フィリピンは初めて来る国だが、タイに似た匂いがする。
何故かしら僕の気持ちは弾んだ。
トラブルに巻き込まれる危険性の低いエアポートタクシーのドライバーに、予約していたホテルを告げた。
今回は、仕事としての渡航なので、ノートパソコンやカメラ機材があるため、一泊500円前後の安宿を探すことはせずに、あらかじめホテルを予約しておいた。
ホテルまでの道中、ドライバーは「なに人か?」「いつまでいる?」と、ひっきりなしに話しかけてくる。
明朝早くにカガヤンデオロに行くのだと言うと、朝にホテルまで迎えにきてくれると言うではないか。
流しのタクシーと比べると、金額は相当高額だが、暗い時間に空港まで流しのタクシーで行くのはリスクが高いと感じ、お願いすることにした。
いい仕事がとれたドライバーは、ますます饒舌になり、「カガヤンデオロに何をしに行く?」と聞いてきた。
「友人のボクサーが試合をするのだ。」と伝えると、マニー・パッキャオの話になり、パッキャオの人気の高さを感じた。
チェックインをすませ、お腹がすいていたので、近辺を散策しながら食事ができるところを探した。
見知らぬ土地に来ると、できるだけ歩くことにしている。
タクシーでは車窓に流れゆく風景も、歩くことで感じることがたくさんあるからだ。
マニラのパサイという地域は、バンコクに似た匂いがたちこめる。
排気ガスの匂い・小便の匂い・どぶの匂い・屋台で売られるフルーツのにおい、様々なにおいが混ざり、何故だか懐かしいようなときめきを感じてしまう。
大きな通りの中央分離帯では、子供たちが木にロープでくくりつけたタイヤをぶら下げて、ブランコのような遊びに熱中している。

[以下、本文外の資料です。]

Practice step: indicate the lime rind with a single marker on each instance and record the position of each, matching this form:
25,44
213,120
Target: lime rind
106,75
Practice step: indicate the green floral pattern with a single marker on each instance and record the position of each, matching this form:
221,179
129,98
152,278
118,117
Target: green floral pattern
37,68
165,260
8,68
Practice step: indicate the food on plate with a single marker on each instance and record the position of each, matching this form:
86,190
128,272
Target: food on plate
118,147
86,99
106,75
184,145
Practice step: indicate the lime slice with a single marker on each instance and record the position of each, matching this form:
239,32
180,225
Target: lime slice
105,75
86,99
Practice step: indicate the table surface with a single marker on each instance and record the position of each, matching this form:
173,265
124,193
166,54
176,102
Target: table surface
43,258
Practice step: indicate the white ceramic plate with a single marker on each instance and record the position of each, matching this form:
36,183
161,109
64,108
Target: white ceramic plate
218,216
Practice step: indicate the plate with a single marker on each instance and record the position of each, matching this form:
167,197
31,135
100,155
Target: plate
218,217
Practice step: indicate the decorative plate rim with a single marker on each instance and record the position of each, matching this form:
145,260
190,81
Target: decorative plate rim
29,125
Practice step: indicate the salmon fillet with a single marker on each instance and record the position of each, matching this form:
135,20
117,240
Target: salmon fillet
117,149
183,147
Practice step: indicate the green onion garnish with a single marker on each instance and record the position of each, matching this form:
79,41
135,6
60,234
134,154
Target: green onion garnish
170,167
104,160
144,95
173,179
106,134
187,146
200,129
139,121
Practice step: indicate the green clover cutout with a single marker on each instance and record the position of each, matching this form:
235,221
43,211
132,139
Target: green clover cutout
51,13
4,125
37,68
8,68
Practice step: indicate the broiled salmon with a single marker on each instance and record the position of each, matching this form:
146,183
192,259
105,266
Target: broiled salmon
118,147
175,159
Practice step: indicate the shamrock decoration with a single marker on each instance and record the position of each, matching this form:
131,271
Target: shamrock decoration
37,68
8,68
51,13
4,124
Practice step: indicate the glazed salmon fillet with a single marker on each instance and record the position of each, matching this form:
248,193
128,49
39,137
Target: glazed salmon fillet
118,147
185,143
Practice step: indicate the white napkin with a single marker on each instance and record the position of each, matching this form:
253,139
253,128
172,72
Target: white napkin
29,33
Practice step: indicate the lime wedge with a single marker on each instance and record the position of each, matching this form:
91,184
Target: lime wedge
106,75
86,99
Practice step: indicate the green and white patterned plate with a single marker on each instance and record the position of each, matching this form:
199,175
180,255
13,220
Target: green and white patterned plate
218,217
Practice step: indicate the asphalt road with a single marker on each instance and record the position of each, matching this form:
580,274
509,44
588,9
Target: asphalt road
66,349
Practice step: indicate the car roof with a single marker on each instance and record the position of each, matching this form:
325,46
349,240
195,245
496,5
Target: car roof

ふらりとショッピングモールに入り、最上階の食堂街でシュウマイとご飯を食べた。
しばらく街をふらつく。
日も暮れると、街灯の少ない街ではコンビニエンスストアの灯りがひと際輝いて見える。
薄暗い街には、娼婦とおぼしき女たちが立っていて声をかけてくる。
いかがわしさを感じない街に、何の魅力も感じない。
人のにおいも、マニラには溢れかえっていそうだ。
残念だが、明朝5時10分のフライトでカガヤンデオロに行く。
もっとマニラを歩いて、街のにおいに身を投じていたい、そう思った。
いよいよ、明日は土山直純くんの試合だ。